Fig. 4: The crucial role of the activation loop of cGAS for PCIs to inhibit phase separation.

a Sequence alignment of residues around the activation loop of cGAS from Homo sapiens (human; Uniprot Q8N884), Rhesus macaque (Rhesus monkey; Uniprot A0A0F7J4C8), Mus musculus (mouse; Uniprot Q8C6L5), Gallus gallus (chicken; Uniprot A0A8V0X930), Xenopus tropicalis (xenopus; Uniprot A0A6I8R967), and Danio rerio (zebrafish; Uniprot F1QCP4). Residue numbers above the sequences are from h-cGAS. Blue triangles highlight the residues of the activation loop that interact directly with DNA, according to the crystal structure with PDB ID of 6CT9. The black underlines indicate the highly conserved residues of the activation loop.

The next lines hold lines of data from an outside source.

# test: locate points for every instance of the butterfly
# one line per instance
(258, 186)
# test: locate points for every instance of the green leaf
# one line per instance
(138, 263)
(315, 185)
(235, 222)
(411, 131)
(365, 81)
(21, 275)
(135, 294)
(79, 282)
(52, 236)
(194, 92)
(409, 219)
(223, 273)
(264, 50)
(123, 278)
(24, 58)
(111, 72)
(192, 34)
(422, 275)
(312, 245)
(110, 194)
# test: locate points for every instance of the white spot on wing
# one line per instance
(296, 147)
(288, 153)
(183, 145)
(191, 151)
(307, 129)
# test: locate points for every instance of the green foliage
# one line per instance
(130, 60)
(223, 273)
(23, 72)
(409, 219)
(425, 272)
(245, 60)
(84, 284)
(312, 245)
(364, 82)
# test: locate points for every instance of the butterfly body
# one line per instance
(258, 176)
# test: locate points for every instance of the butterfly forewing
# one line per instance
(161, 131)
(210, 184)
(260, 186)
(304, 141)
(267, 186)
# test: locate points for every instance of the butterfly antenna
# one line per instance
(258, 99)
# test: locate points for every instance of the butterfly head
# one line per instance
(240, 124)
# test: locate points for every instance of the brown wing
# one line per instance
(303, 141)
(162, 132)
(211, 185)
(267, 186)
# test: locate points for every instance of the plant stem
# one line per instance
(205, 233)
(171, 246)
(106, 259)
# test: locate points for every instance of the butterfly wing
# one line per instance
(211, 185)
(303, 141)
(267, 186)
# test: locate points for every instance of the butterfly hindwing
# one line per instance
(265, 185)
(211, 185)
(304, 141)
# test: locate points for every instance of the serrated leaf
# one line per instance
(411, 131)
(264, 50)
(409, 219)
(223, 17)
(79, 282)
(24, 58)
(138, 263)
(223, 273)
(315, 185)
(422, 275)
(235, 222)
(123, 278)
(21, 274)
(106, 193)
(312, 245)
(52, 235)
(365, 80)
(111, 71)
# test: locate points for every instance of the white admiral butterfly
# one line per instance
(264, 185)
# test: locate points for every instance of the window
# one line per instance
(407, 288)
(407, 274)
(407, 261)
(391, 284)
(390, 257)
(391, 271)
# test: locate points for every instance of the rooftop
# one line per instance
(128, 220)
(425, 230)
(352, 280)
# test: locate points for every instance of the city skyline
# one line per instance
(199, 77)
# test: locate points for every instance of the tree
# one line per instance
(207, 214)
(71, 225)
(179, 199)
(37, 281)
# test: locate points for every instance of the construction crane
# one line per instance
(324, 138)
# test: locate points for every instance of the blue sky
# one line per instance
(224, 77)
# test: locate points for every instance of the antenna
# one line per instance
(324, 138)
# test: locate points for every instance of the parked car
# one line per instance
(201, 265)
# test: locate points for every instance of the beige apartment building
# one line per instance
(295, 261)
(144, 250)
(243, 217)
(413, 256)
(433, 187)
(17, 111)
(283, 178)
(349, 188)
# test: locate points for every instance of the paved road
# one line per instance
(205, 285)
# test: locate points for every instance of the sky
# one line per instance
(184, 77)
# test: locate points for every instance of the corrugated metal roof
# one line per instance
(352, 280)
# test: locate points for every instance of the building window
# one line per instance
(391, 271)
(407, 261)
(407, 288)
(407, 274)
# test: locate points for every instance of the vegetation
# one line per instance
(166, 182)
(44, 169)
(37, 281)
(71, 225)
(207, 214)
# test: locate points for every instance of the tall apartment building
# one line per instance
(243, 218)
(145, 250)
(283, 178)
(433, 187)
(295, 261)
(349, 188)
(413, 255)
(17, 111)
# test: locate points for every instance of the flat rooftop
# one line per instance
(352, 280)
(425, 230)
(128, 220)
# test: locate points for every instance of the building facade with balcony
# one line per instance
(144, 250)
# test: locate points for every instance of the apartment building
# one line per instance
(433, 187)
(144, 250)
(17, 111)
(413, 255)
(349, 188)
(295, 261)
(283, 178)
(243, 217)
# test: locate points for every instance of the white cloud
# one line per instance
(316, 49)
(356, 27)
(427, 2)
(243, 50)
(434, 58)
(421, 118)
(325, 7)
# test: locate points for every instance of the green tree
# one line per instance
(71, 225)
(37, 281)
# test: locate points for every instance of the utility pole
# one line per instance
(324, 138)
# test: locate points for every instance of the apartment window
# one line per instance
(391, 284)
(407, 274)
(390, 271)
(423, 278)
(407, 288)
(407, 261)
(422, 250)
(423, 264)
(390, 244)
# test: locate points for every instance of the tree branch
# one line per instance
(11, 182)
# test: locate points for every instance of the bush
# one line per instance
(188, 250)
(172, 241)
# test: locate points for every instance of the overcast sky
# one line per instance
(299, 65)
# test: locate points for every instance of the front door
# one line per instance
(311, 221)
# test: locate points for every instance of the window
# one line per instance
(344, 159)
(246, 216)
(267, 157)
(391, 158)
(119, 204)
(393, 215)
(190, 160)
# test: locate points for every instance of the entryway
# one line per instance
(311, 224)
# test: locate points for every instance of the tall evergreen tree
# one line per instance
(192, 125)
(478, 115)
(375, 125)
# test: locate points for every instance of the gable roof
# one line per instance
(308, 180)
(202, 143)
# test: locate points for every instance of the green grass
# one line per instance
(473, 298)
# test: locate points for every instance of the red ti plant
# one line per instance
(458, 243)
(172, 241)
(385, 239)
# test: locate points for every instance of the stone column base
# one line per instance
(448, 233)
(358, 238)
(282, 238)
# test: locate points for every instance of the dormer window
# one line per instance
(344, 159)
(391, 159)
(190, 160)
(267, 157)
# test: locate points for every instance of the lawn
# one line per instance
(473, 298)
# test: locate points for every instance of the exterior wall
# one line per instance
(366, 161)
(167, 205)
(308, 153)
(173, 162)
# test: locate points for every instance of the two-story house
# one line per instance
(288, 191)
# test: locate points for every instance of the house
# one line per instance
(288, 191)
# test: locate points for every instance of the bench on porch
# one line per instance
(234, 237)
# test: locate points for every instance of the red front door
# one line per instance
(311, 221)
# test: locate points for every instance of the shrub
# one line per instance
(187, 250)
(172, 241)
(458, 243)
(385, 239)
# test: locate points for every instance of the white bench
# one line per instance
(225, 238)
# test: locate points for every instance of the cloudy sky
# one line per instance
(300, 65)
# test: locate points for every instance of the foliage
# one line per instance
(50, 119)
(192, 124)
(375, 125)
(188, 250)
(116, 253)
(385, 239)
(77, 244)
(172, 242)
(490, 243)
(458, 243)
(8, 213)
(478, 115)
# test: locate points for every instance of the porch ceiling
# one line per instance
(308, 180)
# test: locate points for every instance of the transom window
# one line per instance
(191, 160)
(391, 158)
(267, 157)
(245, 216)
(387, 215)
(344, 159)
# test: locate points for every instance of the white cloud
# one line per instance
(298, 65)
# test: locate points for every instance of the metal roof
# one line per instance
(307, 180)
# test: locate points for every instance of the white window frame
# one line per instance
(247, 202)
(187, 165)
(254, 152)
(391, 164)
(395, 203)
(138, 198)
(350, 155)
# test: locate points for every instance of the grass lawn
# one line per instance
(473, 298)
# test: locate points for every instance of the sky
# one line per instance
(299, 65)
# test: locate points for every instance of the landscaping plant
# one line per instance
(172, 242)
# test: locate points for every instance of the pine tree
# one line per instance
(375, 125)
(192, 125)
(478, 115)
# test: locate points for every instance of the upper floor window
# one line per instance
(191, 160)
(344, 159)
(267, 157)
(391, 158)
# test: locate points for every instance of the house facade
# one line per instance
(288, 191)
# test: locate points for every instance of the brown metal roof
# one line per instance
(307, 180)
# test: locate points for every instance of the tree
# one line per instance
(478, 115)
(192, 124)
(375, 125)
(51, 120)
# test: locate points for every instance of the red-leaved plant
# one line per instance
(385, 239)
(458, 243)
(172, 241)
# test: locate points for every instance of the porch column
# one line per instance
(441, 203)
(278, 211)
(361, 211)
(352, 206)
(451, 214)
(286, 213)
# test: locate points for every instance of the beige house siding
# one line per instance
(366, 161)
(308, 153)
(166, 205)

The alignment was visualized with the ENDscript server. b Key residues involved in the interactions with XL-3156. c EC₅₀ values determined by the DNA condensation assays for WT h-cGAS^CD and various mutants incubated with different compounds (50 μM). The residues at the activation loop (V218) and orthosteric site (S435 and Y436) that interact with XL-3156 were mutated. The Δloop refers to the substitution of YYEHVK with SG. Data are presented as mean ± SD from three independent experiments. d Distance variation between the Cα atoms of S213 at the activation loop and K414 at the helix (red) represents conformational states of the activation loop in DNA- (cyan) and ligand-bound (green) forms. Violin plots display the Cα-Cα distance distributions between S213 and K414 of h-cGAS^CD in an apo state and in complex with XL-3156, and G150 calculated based on 1-μs MD simulation trajectories. Violin plot elements: white dot (median), bounds of box (25th-75th percentiles, IQR = Interquartile Range), whiskers (1.5 × IQR from box edges). Data from 1 μs production phase trajectories (n = 500,000 frames/group, 2 ps sampling interval). Source data is available with this manuscript as a Source Data file.